Note, this is cross-posted from Cross-Validated because it's been up for a while over there with no responses, so I thought it can't hurt to also get some software developer opinions. I'm trying to understand if there's an error in the algorithm I'm using, which should reproduce SciPy's result. This is a simple algorithm, so it's puzzling why I can't locate the mistake.

我的code:

import numpy as np
import scipy.stats as st

def compute_t_stat(pop1,pop2):

    num1 = pop1.shape[0]; num2 = pop2.shape[0];

    # The formula for t-stat when population variances differ.
    t_stat = (np.mean(pop1) - np.mean(pop2))/np.sqrt( np.var(pop1)/num1 + np.var(pop2)/num2 )

    # ADDED: The Welch-Satterthwaite degrees of freedom.
    df = ((np.var(pop1)/num1 + np.var(pop2)/num2)**(2.0))/(   (np.var(pop1)/num1)**(2.0)/(num1-1) +  (np.var(pop2)/num2)**(2.0)/(num2-1) ) 

    # Am I computing this wrong?
    # It should just come from the CDF like this, right?
    # The extra parameter is the degrees of freedom.

    one_tailed_p_value = 1.0 - st.t.cdf(t_stat,df)
    two_tailed_p_value = 1.0 - ( st.t.cdf(np.abs(t_stat),df) - st.t.cdf(-np.abs(t_stat),df) )    


    # Computing with SciPy's built-ins
    # My results don't match theirs.
    t_ind, p_ind = st.ttest_ind(pop1, pop2)

    return t_stat, one_tailed_p_value, two_tailed_p_value, t_ind, p_ind

更新:

读多一点对韦尔奇的t检验后,我发现我应该使用韦尔奇 - 萨特思韦特公式计算自由度。我更新了code以上,以反映这一点。

After reading a bit more on the Welch's t-test, I saw that I should be using the Welch-Satterthwaite formula to calculate degrees of freedom. I updated the code above to reflect this.
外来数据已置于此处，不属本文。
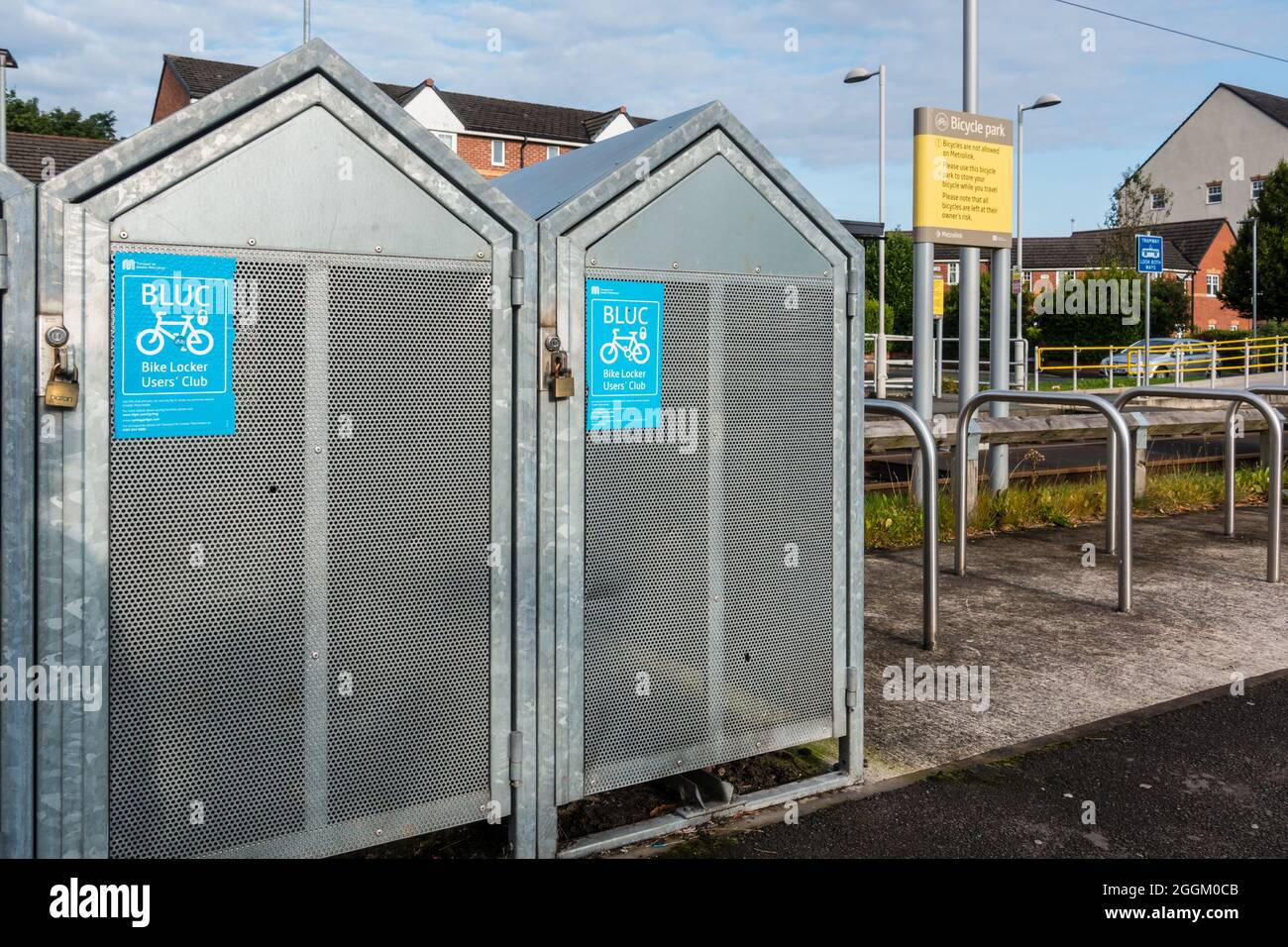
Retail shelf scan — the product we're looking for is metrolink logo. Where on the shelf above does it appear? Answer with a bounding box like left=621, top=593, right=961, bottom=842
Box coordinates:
left=1033, top=279, right=1141, bottom=326
left=881, top=657, right=992, bottom=714
left=0, top=657, right=103, bottom=711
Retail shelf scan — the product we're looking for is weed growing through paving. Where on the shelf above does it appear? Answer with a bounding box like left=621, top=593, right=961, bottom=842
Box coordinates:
left=864, top=468, right=1270, bottom=549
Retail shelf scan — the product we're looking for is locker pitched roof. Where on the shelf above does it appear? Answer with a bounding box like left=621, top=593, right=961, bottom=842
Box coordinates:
left=496, top=102, right=863, bottom=258
left=44, top=39, right=531, bottom=231
left=496, top=102, right=716, bottom=219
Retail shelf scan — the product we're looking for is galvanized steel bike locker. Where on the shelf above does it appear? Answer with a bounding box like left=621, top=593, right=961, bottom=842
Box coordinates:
left=27, top=40, right=536, bottom=857
left=0, top=164, right=36, bottom=858
left=497, top=103, right=863, bottom=856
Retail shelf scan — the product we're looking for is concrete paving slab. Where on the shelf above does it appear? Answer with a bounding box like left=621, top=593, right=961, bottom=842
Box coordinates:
left=864, top=507, right=1288, bottom=786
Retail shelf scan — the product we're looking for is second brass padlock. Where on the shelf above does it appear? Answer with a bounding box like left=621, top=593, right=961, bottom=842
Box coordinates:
left=46, top=362, right=80, bottom=408
left=550, top=351, right=577, bottom=401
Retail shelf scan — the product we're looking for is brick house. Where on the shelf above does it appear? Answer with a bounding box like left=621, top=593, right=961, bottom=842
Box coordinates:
left=152, top=55, right=652, bottom=177
left=1140, top=82, right=1288, bottom=227
left=5, top=132, right=116, bottom=184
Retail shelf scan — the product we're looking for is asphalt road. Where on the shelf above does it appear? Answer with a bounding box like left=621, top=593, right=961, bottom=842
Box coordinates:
left=866, top=436, right=1259, bottom=483
left=669, top=678, right=1288, bottom=858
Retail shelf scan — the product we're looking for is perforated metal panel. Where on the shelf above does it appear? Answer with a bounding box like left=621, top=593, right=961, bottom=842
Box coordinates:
left=108, top=245, right=501, bottom=857
left=584, top=269, right=840, bottom=792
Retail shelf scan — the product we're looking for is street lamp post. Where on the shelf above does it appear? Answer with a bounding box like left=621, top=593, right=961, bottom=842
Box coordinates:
left=1015, top=93, right=1060, bottom=388
left=845, top=63, right=886, bottom=398
left=0, top=49, right=18, bottom=164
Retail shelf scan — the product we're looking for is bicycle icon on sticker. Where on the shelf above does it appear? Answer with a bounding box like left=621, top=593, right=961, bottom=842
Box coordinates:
left=134, top=310, right=215, bottom=356
left=599, top=329, right=653, bottom=365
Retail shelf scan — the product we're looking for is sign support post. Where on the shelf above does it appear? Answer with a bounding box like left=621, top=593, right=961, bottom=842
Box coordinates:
left=987, top=248, right=1012, bottom=493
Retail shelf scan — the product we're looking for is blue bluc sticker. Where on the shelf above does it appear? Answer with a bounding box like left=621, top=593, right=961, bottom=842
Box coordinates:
left=587, top=279, right=664, bottom=430
left=112, top=254, right=237, bottom=438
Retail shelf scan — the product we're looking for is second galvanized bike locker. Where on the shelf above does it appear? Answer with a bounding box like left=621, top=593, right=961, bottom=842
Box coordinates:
left=497, top=103, right=863, bottom=856
left=26, top=40, right=535, bottom=857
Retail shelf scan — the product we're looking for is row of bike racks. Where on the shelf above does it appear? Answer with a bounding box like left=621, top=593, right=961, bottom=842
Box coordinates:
left=864, top=385, right=1288, bottom=651
left=863, top=398, right=939, bottom=651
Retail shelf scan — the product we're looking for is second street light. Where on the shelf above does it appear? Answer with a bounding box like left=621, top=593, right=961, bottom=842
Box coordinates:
left=1015, top=93, right=1060, bottom=389
left=845, top=64, right=886, bottom=398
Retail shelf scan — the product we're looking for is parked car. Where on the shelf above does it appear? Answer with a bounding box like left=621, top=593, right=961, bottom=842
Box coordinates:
left=1100, top=338, right=1211, bottom=377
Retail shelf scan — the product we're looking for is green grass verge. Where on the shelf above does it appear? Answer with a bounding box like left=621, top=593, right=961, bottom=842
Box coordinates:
left=864, top=468, right=1270, bottom=549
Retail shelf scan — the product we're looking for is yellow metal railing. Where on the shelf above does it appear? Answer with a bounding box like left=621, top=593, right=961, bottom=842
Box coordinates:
left=1034, top=335, right=1288, bottom=390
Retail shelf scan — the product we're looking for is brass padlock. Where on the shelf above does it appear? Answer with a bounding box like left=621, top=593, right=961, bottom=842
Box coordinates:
left=46, top=361, right=80, bottom=408
left=550, top=349, right=577, bottom=401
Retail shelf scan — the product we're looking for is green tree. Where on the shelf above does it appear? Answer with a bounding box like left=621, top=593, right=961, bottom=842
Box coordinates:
left=863, top=231, right=912, bottom=335
left=5, top=89, right=116, bottom=142
left=1099, top=164, right=1172, bottom=268
left=944, top=270, right=1033, bottom=339
left=1218, top=159, right=1288, bottom=322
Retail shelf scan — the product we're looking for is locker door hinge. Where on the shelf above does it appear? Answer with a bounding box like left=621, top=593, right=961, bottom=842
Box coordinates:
left=510, top=730, right=523, bottom=788
left=510, top=250, right=523, bottom=314
left=845, top=269, right=863, bottom=320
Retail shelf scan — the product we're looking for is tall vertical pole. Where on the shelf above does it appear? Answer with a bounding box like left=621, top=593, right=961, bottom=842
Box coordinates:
left=1015, top=106, right=1038, bottom=390
left=912, top=241, right=935, bottom=421
left=957, top=0, right=978, bottom=412
left=988, top=248, right=1012, bottom=493
left=1142, top=273, right=1154, bottom=385
left=875, top=63, right=886, bottom=398
left=0, top=53, right=9, bottom=164
left=1252, top=218, right=1256, bottom=338
left=912, top=241, right=939, bottom=496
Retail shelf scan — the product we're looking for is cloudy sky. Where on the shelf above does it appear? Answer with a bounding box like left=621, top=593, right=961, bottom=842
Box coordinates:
left=0, top=0, right=1288, bottom=235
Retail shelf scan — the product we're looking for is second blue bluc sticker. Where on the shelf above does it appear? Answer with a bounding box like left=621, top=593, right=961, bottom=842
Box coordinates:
left=112, top=254, right=237, bottom=438
left=587, top=279, right=665, bottom=430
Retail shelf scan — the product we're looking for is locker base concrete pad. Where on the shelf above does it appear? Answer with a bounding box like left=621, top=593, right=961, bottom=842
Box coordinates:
left=594, top=506, right=1288, bottom=857
left=864, top=507, right=1288, bottom=786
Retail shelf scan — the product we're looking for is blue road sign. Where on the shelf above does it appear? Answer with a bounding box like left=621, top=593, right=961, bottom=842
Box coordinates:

随着新的自由度,我得到一个更接近的结果。我的双面p值是关闭的约0.008从SciPy的版本的...但是这仍然是太大了一个错误,所以我仍然必须做一些不正确(或SciPy的分布函数都非常糟糕,但很难相信他们只精确到小数点后2位)。

With the new degrees of freedom, I get a closer result. My two-sided p-value is off by about 0.008 from the SciPy version's... but this is still much too big an error so I must still be doing something incorrect (or SciPy distribution functions are very bad, but it's hard to believe they are only accurate to 2 decimal places).

第二次更新:

在继续尝试的事情,我想,也许SciPy的版本会自动计算正常近似t分布,当自由度足够高(约> 30)。于是我重新运行我的code。使用正态分布,而是和计算结果实际上是远离SciPy的比当我使用t分布。

While continuing to try things, I thought maybe SciPy's version automatically computes the Normal approximation to the t-distribution when the degrees of freedom are high enough (roughly > 30). So I re-ran my code using the Normal distribution instead, and the computed results are actually further away from SciPy's than when I use the t-distribution.

奖金的问题:) (更多统计理论相关;随意忽略)

Bonus question :) (More statistical theory related; feel free to ignore)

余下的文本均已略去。